GraphQL Observability

Questions you need to be able to answer

4 min readAug 19, 2022

The book Observability Engineering by Charity Majors, Liz Fong-Jones, George Miranda (highly recommended) starts with an explanation of what “Observability” is, and how to know if you software has it. They propose a small litmus test for determining the answer. The test is basically a set of questions you should be able to answer about the state and inner workings of your app.

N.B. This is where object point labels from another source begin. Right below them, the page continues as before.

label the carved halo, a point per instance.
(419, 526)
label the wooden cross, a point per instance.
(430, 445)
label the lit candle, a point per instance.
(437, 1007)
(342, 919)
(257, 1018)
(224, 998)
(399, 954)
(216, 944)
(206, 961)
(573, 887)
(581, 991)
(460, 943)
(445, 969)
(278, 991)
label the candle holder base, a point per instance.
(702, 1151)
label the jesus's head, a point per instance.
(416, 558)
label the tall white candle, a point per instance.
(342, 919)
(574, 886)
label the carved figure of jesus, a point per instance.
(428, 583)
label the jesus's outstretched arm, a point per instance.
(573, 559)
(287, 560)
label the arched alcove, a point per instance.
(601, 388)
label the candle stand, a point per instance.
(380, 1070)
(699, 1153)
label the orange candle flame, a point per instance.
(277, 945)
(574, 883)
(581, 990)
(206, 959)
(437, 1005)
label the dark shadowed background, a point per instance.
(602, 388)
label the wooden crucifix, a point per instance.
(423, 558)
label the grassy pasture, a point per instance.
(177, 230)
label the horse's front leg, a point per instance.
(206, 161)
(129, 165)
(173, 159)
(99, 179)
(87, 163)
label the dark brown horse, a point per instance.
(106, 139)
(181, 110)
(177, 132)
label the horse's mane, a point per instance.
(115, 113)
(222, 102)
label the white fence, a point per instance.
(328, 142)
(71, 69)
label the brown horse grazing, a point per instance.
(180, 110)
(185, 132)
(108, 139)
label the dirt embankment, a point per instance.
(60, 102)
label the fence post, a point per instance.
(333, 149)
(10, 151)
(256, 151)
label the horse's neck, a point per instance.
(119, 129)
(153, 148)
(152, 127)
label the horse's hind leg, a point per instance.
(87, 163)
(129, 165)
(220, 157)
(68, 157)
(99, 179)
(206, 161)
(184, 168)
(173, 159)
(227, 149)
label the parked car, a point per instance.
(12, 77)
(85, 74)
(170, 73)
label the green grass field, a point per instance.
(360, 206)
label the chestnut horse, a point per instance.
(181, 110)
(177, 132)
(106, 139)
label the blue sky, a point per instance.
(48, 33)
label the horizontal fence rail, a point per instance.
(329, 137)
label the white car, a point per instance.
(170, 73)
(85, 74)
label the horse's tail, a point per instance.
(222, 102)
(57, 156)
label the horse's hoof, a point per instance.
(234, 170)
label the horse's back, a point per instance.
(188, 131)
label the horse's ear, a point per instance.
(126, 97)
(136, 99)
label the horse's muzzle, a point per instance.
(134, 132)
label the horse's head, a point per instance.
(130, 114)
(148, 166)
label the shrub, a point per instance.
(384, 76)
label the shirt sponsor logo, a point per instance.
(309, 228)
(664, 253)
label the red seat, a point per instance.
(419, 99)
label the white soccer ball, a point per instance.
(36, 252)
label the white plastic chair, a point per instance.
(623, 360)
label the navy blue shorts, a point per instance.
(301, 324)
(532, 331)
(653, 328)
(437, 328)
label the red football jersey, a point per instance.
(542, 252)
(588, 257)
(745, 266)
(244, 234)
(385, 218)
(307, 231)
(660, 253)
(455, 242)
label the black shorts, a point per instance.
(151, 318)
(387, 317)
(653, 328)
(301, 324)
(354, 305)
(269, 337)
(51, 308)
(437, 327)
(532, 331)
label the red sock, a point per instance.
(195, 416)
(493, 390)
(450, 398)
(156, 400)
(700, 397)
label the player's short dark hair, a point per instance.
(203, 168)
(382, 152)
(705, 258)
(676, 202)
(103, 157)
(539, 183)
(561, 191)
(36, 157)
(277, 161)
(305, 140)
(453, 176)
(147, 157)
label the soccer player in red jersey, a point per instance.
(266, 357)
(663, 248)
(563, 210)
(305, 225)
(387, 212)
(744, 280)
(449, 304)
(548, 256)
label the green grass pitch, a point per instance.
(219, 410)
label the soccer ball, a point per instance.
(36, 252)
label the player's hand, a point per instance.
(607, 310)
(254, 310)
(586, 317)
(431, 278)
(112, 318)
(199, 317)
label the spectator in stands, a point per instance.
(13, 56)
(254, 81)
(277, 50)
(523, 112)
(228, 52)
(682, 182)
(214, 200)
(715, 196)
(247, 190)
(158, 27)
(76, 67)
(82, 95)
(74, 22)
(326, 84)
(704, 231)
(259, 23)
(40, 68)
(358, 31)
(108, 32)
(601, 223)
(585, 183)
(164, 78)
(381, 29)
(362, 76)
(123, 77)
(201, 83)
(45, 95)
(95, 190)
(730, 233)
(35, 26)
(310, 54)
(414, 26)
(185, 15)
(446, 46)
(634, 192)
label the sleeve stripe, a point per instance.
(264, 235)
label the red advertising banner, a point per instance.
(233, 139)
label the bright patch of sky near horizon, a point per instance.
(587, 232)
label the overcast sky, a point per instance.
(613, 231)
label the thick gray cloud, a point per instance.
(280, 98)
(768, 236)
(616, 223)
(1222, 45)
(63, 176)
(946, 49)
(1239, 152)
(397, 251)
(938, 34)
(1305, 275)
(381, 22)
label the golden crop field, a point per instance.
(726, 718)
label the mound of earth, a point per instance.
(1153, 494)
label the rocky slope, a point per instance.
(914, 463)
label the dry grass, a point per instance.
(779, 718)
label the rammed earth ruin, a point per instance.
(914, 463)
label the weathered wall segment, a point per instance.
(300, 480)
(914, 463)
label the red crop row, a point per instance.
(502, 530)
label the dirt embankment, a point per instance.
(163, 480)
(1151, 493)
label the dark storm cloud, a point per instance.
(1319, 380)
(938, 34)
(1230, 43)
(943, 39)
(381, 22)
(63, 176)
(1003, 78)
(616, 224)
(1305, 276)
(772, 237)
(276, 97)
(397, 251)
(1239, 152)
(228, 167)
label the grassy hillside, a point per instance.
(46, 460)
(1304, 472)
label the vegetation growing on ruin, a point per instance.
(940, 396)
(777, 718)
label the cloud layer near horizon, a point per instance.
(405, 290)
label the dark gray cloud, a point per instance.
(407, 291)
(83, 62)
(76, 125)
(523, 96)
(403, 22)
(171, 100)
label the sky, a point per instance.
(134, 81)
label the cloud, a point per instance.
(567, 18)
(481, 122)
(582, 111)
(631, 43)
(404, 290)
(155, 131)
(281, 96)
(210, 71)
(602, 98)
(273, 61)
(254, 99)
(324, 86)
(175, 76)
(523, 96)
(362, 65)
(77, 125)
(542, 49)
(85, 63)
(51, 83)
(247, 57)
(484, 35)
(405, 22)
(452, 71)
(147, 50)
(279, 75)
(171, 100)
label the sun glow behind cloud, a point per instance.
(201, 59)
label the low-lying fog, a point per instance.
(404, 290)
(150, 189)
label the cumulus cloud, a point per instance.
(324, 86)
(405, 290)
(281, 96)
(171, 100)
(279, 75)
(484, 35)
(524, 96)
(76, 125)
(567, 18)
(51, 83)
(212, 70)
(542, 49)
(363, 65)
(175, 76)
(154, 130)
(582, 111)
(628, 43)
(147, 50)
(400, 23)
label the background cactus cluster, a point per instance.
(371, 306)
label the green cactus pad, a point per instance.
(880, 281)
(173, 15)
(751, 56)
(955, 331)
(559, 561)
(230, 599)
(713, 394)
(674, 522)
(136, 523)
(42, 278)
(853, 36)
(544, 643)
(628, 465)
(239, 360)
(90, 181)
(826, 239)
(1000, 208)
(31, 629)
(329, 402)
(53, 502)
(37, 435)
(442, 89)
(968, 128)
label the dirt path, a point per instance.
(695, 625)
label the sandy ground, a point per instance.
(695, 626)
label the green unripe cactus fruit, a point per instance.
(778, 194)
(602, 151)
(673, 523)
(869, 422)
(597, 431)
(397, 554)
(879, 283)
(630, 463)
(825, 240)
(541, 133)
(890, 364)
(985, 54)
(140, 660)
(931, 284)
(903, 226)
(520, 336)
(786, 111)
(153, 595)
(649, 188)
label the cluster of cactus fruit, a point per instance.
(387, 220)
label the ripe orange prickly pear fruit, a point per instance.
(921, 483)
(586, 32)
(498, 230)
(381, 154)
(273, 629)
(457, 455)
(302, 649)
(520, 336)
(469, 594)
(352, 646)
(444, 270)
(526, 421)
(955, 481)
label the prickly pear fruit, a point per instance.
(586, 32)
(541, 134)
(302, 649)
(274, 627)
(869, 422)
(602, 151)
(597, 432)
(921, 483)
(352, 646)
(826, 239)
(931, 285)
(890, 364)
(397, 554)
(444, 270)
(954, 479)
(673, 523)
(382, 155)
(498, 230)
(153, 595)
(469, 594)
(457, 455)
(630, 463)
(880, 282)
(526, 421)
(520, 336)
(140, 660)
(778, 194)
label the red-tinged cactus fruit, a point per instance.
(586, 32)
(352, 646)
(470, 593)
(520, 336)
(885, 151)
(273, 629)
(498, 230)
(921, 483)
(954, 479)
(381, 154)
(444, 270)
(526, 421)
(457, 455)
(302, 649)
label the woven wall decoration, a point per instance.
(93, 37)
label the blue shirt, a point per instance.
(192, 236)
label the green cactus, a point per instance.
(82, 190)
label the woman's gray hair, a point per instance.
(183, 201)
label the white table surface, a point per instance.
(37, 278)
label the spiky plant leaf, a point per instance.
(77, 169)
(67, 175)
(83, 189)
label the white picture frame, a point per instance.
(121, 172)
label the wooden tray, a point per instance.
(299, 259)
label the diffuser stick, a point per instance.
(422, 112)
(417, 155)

Combined with Jenn’s recent tweet about wanting to have more resources on what kind of metrics GraphQL servers should collect to help debugging, I thought it would be pretty cool to have a list of “question you must be able to answer about your GraphQL server”. It’s really hard to be precise without knowing the architecture you’re working on, so the questions are probably the best we can do for now! I’ll add some general tips at the end. This is meant to be on top of typical observability requirements of an HTTP server / computerz in general.

Questions

How much time your GraphQL engine spends in the different phases? (e.g Parsing, Validating, Analyzing, Middleware, Execution)
Can you tell the percentage of operations that are erroring out?
What about queries with “errors as data”?
When errors are elevated, are you able to tell which operations are failing the most often?
Can you tell which clients are sending the most operations? The most operations that fail?
When you’ve identified an operation that fails often, can you tell why it is failing? Can you tell when it started failing?
For a particular operation, can you identify which client or user sent it?
The overall response time for a GraphQL API doesn’t mean too much, can you tell the response time (percentiles) for particular operations?
If an operation is slow / timeouts, can you identify in which areas it spends the most time? (GraphQL engine phases, resolver/business logic code, external calls)
Which operations timeout the most often?
Which services were called during the execution of the query? How much time was spent in each of them?
If your GraphQL server resolves some fields using a database, are you able to tell which SQL / query set is executed during a GraphQL operation? How much time did it spend fetching data?
How much time is spent inside the GraphQL engine vs doing external calls? (DB queries, service-calls, etc)
After the query has been executed, how much time was spend serializing the response?
Would you be able to tell if some client operations had a performance regression, before the clients have to let you know?
If you are using dataloaders (which you should!), can you tell how well they perform? Which are the slowest?
Can you tell which fields are the slowest? (Often it is best to answer this one through dataloaders, since fields may just enqueue work to be done later, and appear very fast when in reality they cause a slow request). Adding a span / metrics for every resolver provides little value and probably quite a bit of overhead, so focusing on loaders / where the logic is is probably your best bet.
Are you able to tell how much time was spent in different key parts of your business logic during a query?
If you’re sampling, can you selectively sample some problematic operations / users?

Some Tips

Tracing is awesome to answer a lot of questions like what parts of your code is called, how long it takes, which services and databases are called, etc.
In my experience, performance issues are very, very often related to underlying data stores and services. You don’t have to log these on every request, but it’s very useful to be able to tell (sometimes with a magic header for internal employees only) what DB queries result from a GraphQL operation, and how much time they took. This can help you figure out things like a missing index or inefficient data access. You can return those in the “extensions” field of the GraphQL response which means you could use GraphiQL with a custom header to debug slow queries. Depending on your tracing setup you may already have this for free.
Generate unique IDs for operations through hashing. Use these IDs to tag your metrics/spans so that you can answer per-operation questions. Having unique operation names is also useful.
Always require a client ID / user ID when executing operations. This helps you answer questions related to specific clients.
Make sure the different parts of the GraphQL execution are traced. Parsing and validation are sometimes culprits in large queries.
From Andy Ingram: Be careful of CPU time especially in single threaded environments. e.g. if JSON serialization is a bottleneck for one query, all other active queries for that process will be held up by it. Even if I/O itself can happen async, you can’t process the response until the CPU is free again.

That’s it! I’ll try to keep this post up to date with your suggestions and as I think of more questions.